Ultimately, all existing forms of medicine are merely branches; the trunk is not among them, or rather, it has not yet been unearthed. And the medical theory of this ID, first and foremost, addresses this trunk problem. Once this trunk is established, all existing forms of medicine will simply find their proper positions as branches within it, from which more refined technical levels can be developed. From this perspective, all existing forms of medicine will ultimately be nothing more than expandable plugins of this ID's medicine.

Therefore, this ID's theory abandons no method. All existing medical forms have their rightful place, and all of them are technical reserves for the ultimate treatment. What is more critical is a higher, more comprehensive perspective to unleash their maximum effect.

The greatest flaw in all existing medicine is treating illness as illness, not realizing that illness is not what makes illness illness. There is no substantive illness constituting its illness.

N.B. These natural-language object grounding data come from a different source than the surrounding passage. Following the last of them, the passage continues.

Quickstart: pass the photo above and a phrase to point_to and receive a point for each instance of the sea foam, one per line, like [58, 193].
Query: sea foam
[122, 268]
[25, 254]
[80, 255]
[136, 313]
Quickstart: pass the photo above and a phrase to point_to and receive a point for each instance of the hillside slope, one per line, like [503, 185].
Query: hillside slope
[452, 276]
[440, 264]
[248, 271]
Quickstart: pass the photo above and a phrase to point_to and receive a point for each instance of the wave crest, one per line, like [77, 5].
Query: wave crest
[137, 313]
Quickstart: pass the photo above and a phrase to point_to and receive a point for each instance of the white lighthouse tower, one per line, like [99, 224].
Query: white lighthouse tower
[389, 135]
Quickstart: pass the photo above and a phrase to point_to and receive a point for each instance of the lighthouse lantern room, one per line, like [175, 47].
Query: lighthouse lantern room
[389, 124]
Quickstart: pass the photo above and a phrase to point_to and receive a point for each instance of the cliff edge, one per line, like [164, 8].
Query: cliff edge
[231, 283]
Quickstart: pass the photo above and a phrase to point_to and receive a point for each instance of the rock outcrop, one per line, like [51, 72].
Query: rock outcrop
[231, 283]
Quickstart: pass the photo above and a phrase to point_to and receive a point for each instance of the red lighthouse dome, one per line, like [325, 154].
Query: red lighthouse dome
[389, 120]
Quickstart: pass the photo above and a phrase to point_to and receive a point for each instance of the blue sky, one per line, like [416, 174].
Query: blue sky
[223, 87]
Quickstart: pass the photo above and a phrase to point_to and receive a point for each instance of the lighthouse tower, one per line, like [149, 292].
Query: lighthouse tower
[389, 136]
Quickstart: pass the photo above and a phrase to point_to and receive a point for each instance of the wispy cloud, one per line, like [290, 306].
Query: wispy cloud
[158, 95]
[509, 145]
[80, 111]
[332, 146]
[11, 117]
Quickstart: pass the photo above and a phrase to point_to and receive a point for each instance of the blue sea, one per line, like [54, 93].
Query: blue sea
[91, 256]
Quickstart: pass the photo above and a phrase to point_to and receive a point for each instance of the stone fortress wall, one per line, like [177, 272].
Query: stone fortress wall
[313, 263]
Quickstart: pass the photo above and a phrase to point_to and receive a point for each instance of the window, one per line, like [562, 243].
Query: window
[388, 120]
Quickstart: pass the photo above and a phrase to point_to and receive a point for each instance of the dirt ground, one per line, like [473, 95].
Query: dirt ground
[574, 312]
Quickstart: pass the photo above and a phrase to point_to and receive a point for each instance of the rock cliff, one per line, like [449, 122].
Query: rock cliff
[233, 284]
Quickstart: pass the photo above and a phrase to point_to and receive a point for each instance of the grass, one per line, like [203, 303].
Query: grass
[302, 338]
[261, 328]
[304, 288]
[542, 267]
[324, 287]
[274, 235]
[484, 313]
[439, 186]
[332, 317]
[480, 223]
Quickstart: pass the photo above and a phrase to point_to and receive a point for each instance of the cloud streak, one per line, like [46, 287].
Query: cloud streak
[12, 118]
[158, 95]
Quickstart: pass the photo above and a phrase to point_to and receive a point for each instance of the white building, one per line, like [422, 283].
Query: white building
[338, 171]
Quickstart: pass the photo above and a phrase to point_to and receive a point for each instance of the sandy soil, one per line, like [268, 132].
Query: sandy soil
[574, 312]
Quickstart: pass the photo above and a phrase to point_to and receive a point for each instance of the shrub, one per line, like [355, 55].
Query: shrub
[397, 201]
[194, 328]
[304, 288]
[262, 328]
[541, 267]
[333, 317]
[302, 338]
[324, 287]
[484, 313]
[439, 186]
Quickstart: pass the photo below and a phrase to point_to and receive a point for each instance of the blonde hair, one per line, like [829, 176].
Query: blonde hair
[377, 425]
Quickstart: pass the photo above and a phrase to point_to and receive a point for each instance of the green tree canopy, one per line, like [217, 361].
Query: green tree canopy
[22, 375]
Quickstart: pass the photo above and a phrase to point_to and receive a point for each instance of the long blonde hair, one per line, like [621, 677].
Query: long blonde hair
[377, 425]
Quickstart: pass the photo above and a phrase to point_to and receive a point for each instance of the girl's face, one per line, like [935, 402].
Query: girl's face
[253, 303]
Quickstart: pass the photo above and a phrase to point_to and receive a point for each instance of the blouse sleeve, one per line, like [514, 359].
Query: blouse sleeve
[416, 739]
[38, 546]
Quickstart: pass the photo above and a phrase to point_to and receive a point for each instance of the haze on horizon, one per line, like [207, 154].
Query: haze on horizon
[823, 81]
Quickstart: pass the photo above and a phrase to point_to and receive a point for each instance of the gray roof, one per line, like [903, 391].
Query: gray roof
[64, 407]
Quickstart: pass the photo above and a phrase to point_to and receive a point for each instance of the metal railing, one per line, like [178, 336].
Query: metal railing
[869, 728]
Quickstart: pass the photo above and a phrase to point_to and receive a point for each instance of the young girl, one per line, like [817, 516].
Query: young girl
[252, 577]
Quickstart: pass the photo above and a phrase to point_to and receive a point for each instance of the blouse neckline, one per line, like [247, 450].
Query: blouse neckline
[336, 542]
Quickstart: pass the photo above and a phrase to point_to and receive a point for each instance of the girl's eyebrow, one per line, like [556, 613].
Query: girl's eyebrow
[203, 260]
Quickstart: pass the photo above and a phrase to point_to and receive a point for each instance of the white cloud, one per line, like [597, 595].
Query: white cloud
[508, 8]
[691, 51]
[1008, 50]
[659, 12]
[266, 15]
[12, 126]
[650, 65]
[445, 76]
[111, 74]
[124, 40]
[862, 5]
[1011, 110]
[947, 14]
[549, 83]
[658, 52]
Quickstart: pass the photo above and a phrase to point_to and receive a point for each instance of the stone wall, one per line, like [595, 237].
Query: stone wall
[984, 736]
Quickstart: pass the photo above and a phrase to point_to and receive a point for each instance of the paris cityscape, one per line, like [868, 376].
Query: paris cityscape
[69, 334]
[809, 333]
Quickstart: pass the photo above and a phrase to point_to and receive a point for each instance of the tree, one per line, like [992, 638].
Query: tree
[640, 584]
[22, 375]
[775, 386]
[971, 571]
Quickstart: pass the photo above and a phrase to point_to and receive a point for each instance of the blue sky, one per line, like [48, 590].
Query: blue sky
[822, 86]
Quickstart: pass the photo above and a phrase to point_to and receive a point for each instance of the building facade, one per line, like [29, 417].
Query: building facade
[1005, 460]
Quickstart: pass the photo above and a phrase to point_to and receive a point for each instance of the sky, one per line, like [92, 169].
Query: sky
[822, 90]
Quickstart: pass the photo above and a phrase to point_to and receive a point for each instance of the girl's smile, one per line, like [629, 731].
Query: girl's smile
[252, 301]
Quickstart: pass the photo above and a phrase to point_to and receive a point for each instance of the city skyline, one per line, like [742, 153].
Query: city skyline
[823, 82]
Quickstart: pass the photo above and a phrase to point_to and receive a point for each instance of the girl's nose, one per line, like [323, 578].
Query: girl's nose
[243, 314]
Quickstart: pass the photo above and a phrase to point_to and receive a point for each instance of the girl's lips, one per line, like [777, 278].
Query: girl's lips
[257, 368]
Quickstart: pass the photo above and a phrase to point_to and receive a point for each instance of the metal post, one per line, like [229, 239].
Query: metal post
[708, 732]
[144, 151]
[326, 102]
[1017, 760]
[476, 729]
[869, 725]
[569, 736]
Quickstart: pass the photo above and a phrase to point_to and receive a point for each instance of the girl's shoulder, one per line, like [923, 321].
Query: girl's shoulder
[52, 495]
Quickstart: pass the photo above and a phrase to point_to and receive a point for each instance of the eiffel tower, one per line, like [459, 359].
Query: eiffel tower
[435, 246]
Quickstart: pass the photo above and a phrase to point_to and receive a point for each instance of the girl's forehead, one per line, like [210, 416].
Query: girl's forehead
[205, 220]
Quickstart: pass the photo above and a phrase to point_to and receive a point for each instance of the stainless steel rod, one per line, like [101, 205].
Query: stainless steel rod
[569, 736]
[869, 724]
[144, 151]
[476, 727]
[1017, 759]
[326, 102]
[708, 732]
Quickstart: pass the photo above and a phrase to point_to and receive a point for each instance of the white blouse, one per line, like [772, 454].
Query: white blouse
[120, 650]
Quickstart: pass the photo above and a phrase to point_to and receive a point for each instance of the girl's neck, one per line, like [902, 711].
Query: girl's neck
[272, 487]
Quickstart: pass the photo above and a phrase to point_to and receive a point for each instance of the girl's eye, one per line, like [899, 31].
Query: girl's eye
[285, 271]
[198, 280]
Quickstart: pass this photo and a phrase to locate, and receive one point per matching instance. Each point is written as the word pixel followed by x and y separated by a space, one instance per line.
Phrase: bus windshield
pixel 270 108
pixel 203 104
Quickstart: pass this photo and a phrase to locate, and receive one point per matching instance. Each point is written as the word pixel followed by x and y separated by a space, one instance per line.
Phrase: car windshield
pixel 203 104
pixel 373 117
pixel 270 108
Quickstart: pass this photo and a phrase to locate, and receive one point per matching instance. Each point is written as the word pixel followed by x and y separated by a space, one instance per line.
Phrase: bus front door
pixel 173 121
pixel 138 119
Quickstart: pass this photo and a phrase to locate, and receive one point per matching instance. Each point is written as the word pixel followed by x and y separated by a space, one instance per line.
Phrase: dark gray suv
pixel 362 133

Everything is formed through the succession of causes and conditions. Originally there is no illness to be ill with, which is why illness can be ill; originally there is no illness to be cured, which is why illness can be cured.

Take cancer as an example: whether it is Western medicine believing in the real existence of so-called cancer cells, or Chinese medicine attributing it to stagnation of qi and blood, both treat illness as illness. They take the appearance of illness as a substance, not realizing that these are nothing but illusions born of causes and conditions. Being bound within them, one is entangled in perpetual succession, with no day of liberation in sight.

Where are these cancer cells, this stagnation of qi and blood? Chemotherapy and radiation to destroy cancer cells, eating this and that to dissolve stasis and break up masses—these can only treat the symptoms temporarily, never reaching the root. And the root itself has no root. Furthermore, there are those in Chinese medicine who believe that adjusting the human body to some standard state they deem correct will accomplish everything. But whether they call it internal environment harmony, yin-yang balance, or proper alignment of bones and sinews, these are all grounded in the logic of tedious concepts like "all dharmas return to one," "guarding the one," the ultimate, God, the Great Dao, and so on. These tricks are fine for bragging and for fooling a few people. Even when they work, they are merely means.

Internal environment harmony, yin-yang balance, proper alignment of bones and sinews, chemotherapy and radiation, dissolving stasis and breaking up masses—all are merely means. This ID's medicine abandons no method and will of course not discard these means. But means are means. To take the ultimate as the ultimate is already pitiable; to take means as the ultimate is simply laughable.